Glamorous 32 year old ESPN sports reporter, Erin Andrews is taking legal action against several hotels after she was secretly filmed nude inside hotel rooms through the door’s peephole in 2008 by a serial stalker.
Obviously we are following this story with great interest.
Andrews is suing Marriott International and Radisson Hotels International for negligence, emotional distress and invasion of privacy.
There has also been at least one other copycat incident that has been reported since the Andrews story. A family from Nebraska has claimed that their daughters were filmed from a hole drilled in an adjacent guestroom while staying at a hotel.
In both cases, the culprits approached a hotel and requested that they check-in to rooms that were adjacent to their victims that were identified by them. The hotels obliged without question. This allowed the culprits not only to confirm that their victims were staying at a hotel, but also which room they were staying in.

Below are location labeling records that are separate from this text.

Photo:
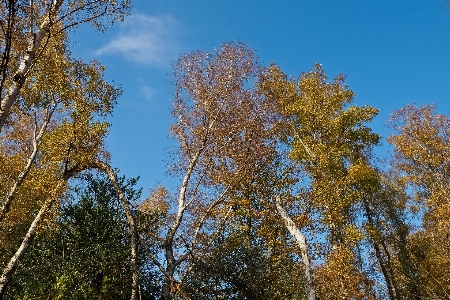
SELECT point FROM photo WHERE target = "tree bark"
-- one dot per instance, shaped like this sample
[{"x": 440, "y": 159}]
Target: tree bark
[
  {"x": 29, "y": 58},
  {"x": 301, "y": 241},
  {"x": 131, "y": 222},
  {"x": 36, "y": 140},
  {"x": 29, "y": 237}
]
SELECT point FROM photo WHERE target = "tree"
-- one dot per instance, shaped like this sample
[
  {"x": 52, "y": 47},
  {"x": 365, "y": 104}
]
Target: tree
[
  {"x": 421, "y": 160},
  {"x": 330, "y": 142},
  {"x": 49, "y": 110},
  {"x": 84, "y": 253},
  {"x": 27, "y": 29},
  {"x": 219, "y": 125}
]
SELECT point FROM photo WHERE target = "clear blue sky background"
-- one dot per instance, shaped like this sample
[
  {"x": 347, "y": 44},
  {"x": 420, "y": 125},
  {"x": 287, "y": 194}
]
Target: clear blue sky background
[{"x": 393, "y": 53}]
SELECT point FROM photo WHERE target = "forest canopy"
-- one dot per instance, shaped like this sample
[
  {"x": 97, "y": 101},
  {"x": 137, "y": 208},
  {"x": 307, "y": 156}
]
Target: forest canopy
[{"x": 280, "y": 194}]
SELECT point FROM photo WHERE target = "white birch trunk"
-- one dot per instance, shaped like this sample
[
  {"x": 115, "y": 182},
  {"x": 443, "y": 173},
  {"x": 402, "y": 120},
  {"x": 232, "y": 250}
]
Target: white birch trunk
[
  {"x": 301, "y": 241},
  {"x": 26, "y": 242},
  {"x": 29, "y": 58},
  {"x": 36, "y": 139}
]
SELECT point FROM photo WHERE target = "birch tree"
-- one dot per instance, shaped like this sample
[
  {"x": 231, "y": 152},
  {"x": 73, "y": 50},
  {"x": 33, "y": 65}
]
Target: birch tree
[
  {"x": 47, "y": 144},
  {"x": 27, "y": 28},
  {"x": 329, "y": 140},
  {"x": 219, "y": 120}
]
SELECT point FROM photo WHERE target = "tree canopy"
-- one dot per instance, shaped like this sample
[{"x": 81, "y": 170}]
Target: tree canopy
[{"x": 280, "y": 195}]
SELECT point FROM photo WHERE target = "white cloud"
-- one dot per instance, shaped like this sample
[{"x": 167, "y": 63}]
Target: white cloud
[{"x": 146, "y": 39}]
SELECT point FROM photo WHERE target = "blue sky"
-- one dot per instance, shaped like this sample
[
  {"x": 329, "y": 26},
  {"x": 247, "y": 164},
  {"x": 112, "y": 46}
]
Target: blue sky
[{"x": 393, "y": 53}]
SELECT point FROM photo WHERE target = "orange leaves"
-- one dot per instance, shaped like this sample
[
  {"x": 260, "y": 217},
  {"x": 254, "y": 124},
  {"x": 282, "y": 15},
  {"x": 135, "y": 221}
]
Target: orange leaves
[{"x": 339, "y": 278}]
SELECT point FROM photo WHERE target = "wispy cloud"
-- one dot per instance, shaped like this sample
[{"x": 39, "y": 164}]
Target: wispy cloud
[
  {"x": 147, "y": 92},
  {"x": 146, "y": 39}
]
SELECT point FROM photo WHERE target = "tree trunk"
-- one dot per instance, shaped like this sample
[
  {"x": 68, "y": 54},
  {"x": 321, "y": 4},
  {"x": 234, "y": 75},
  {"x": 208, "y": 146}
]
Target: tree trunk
[
  {"x": 132, "y": 224},
  {"x": 28, "y": 59},
  {"x": 301, "y": 240},
  {"x": 29, "y": 237}
]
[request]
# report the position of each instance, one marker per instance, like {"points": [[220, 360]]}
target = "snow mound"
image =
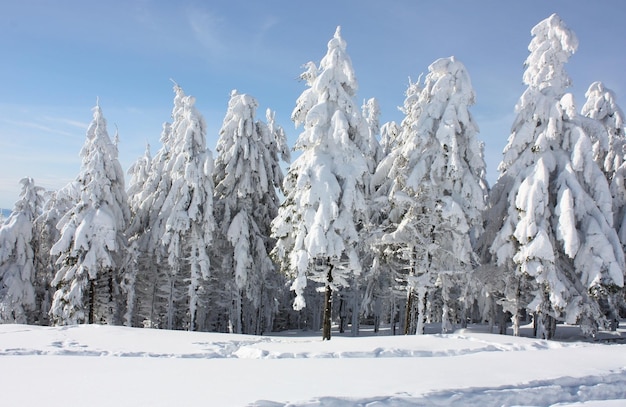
{"points": [[165, 368]]}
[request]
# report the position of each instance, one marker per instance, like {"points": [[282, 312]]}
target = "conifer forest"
{"points": [[358, 223]]}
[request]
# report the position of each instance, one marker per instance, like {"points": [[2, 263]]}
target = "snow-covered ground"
{"points": [[116, 366]]}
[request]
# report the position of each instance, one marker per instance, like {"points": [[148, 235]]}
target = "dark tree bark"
{"points": [[92, 301], [328, 304]]}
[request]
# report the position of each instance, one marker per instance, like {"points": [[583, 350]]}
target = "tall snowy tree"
{"points": [[551, 204], [438, 189], [174, 223], [92, 242], [246, 177], [18, 257], [601, 105], [317, 227]]}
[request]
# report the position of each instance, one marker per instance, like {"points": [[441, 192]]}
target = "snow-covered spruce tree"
{"points": [[146, 273], [609, 150], [317, 227], [246, 177], [386, 283], [92, 242], [552, 208], [18, 258], [56, 205], [173, 224], [139, 173], [437, 192], [601, 105]]}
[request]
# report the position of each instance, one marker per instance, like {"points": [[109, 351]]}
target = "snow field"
{"points": [[120, 366]]}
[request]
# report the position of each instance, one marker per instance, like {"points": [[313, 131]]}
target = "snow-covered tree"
{"points": [[317, 227], [92, 243], [437, 190], [246, 177], [552, 209], [18, 257], [173, 224], [610, 151]]}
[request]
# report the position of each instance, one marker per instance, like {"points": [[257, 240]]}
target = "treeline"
{"points": [[384, 224]]}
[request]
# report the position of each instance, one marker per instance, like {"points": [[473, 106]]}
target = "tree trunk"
{"points": [[328, 304], [356, 311], [170, 304], [92, 301], [408, 313]]}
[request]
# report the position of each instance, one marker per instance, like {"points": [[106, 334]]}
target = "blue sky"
{"points": [[58, 57]]}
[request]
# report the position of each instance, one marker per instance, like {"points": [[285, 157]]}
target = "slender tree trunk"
{"points": [[421, 310], [92, 301], [170, 304], [355, 308], [328, 304], [408, 314]]}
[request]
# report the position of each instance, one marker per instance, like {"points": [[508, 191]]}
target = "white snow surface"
{"points": [[106, 365]]}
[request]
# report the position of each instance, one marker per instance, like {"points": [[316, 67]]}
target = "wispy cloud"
{"points": [[68, 122], [207, 28], [36, 126]]}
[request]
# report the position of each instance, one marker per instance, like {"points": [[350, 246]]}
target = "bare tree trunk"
{"points": [[92, 301], [328, 304], [409, 312], [170, 303]]}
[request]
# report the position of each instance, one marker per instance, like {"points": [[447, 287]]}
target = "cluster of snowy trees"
{"points": [[391, 223]]}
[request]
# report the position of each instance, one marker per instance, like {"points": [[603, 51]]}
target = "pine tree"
{"points": [[437, 190], [247, 174], [173, 224], [555, 241], [92, 242], [18, 257], [317, 227]]}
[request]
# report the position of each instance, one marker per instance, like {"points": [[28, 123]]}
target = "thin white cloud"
{"points": [[36, 126], [207, 29], [68, 122]]}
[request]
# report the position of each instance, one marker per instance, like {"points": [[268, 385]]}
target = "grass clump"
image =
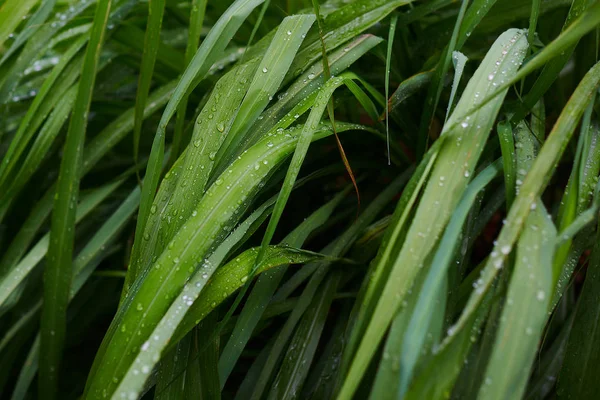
{"points": [[385, 199]]}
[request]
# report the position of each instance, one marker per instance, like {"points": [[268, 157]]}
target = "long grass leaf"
{"points": [[58, 274]]}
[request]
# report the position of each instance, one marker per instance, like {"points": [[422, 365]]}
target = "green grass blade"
{"points": [[194, 30], [224, 282], [459, 60], [210, 50], [337, 248], [415, 335], [577, 379], [156, 9], [264, 288], [446, 182], [57, 274], [435, 88], [11, 13], [393, 23], [265, 83], [552, 68], [507, 146], [198, 237], [532, 187], [525, 312], [33, 24], [303, 345], [11, 280]]}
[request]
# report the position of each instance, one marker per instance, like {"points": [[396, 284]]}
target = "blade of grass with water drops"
{"points": [[174, 202], [337, 248], [263, 290], [210, 50], [534, 183], [10, 281], [447, 182], [553, 67], [11, 14], [270, 73], [303, 344], [97, 148], [577, 379], [417, 329], [216, 290], [435, 88], [525, 311], [153, 293], [58, 274]]}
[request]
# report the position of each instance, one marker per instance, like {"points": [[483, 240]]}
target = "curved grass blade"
{"points": [[435, 88], [265, 83], [175, 201], [33, 24], [93, 152], [551, 70], [525, 312], [194, 30], [154, 291], [210, 50], [303, 345], [58, 274], [11, 14], [337, 248], [446, 182], [416, 331], [10, 281], [41, 145], [577, 379], [67, 69], [304, 140], [534, 183], [263, 290], [216, 290]]}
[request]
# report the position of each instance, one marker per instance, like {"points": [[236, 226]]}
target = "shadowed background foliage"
{"points": [[343, 199]]}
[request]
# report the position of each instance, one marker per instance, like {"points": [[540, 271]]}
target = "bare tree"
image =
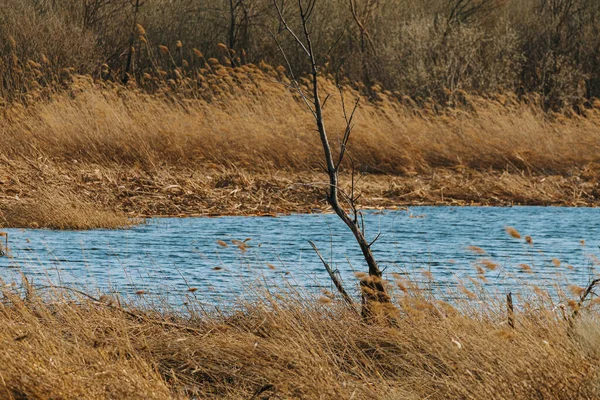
{"points": [[126, 74], [373, 290], [361, 13]]}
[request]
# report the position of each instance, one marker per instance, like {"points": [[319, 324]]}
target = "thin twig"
{"points": [[334, 278]]}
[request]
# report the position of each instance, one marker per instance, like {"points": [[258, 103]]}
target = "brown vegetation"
{"points": [[422, 49], [56, 344], [56, 209], [246, 145]]}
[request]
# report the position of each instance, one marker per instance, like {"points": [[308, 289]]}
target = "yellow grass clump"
{"points": [[59, 345], [59, 210]]}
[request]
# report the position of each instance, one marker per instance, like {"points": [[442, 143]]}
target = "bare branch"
{"points": [[334, 278], [287, 28]]}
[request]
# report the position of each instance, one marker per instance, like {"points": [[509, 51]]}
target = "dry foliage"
{"points": [[58, 345], [55, 209], [242, 143], [244, 117]]}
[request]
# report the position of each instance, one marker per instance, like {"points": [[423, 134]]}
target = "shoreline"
{"points": [[90, 196]]}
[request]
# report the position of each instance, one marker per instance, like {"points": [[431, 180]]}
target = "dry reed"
{"points": [[61, 345]]}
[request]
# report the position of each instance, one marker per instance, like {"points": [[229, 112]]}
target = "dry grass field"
{"points": [[59, 344], [245, 144]]}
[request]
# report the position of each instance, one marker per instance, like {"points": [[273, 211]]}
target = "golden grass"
{"points": [[234, 141], [56, 345], [256, 123], [59, 210]]}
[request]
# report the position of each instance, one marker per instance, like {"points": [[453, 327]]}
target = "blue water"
{"points": [[168, 256]]}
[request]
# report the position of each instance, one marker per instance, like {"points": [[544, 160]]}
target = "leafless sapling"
{"points": [[373, 289]]}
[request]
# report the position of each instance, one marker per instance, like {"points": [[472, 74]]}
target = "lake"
{"points": [[223, 257]]}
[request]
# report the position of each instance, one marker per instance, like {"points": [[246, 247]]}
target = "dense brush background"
{"points": [[423, 49]]}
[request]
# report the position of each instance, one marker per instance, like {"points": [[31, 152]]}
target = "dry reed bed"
{"points": [[247, 146], [256, 123], [85, 196], [60, 345]]}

In another incident, we did a post HERE back in February last year about a Hollywood motel that upset a guest when they discovered that their room's peephole had been supposedly installed backwards - they were unable to see out, but others could see in!
From a seemingly simple unguarded acts, the hotels have exposed themselves to a storm of bad publicity and also face the risk of extreme financial penalty from legal retribution of the victims.
Accommodation establishments have a duty of care while providing guests a place of peaceful enjoyment. It will be interesting to see how the American legal system in the Andrews case will determine what the hotels' responsibility should have been.
In the interim it may be a good opportunity for accommodation providers to reflect on their privacy policies and in particular consider how best to deal with adjacent room requests.
So will the threat of litigation make the obligatory hotel peephole consigned to history? Well probably not, however they will soon all be fitted with a security flap.